Daha basit bir ifadeyle, inorganik bileşikler organik bileşiklerin tersidir. İnorganik bileşiklerin ne olduğunu daha iyi anlayabilmek için önce organik bileşikleri neyin “organik” yaptığını bilmek faydalıdır. İnorganik bir bileşik, genellikle karbon-hidrojen bağları (C-H bağları) içermeyen bileşik olarak tanımlanabilir. Ayrıca, inorganik bileşikler çoğunlukla minerallerden oluşur ya da jeolojik kaynaklıdır ve karbon-hidrojen bağı içermezler. Her zaman olmasa da, çoğu inorganik bileşik bir metal içerir.

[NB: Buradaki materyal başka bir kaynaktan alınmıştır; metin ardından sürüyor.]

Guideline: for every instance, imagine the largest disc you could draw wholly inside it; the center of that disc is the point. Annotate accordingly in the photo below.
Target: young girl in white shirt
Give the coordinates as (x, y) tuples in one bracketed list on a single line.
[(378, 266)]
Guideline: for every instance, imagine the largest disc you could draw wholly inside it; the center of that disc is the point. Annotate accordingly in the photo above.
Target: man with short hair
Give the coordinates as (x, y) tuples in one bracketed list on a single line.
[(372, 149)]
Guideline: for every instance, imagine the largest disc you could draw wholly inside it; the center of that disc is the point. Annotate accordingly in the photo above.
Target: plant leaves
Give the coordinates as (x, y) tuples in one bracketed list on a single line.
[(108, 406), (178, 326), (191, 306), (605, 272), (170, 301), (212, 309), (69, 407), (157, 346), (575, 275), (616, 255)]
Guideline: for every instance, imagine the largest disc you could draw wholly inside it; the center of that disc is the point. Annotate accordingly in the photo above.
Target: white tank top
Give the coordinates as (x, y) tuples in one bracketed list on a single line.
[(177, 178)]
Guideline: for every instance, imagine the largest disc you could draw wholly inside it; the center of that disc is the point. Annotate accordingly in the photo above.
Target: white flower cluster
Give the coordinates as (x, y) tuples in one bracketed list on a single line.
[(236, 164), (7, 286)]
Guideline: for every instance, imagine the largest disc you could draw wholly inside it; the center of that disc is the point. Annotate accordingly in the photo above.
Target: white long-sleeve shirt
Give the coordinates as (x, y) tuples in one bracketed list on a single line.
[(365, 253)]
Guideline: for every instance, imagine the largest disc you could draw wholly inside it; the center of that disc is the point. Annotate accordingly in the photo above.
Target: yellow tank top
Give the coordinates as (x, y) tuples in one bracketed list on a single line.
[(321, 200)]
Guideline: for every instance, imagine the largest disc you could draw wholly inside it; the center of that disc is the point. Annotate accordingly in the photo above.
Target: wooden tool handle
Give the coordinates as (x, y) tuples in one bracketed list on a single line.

Bununla birlikte, inorganik maddeler kapsamında değerlendirilen sayısız bileşik vardır. Aslında evrende bulunan bileşiklerin büyük çoğunluğu inorganik yapıdadır. Bu nedenle, inorganik bileşiklerin gerçek hayatta çok geniş bir kullanım alanı ve uygulama yelpazesi bulunmaktadır. Dünyada var olan pek çok bileşik inorganik olduğundan, bu bileşikler çok farklı formlarda olabilir ve çok çeşitli özellikler gösterebilir.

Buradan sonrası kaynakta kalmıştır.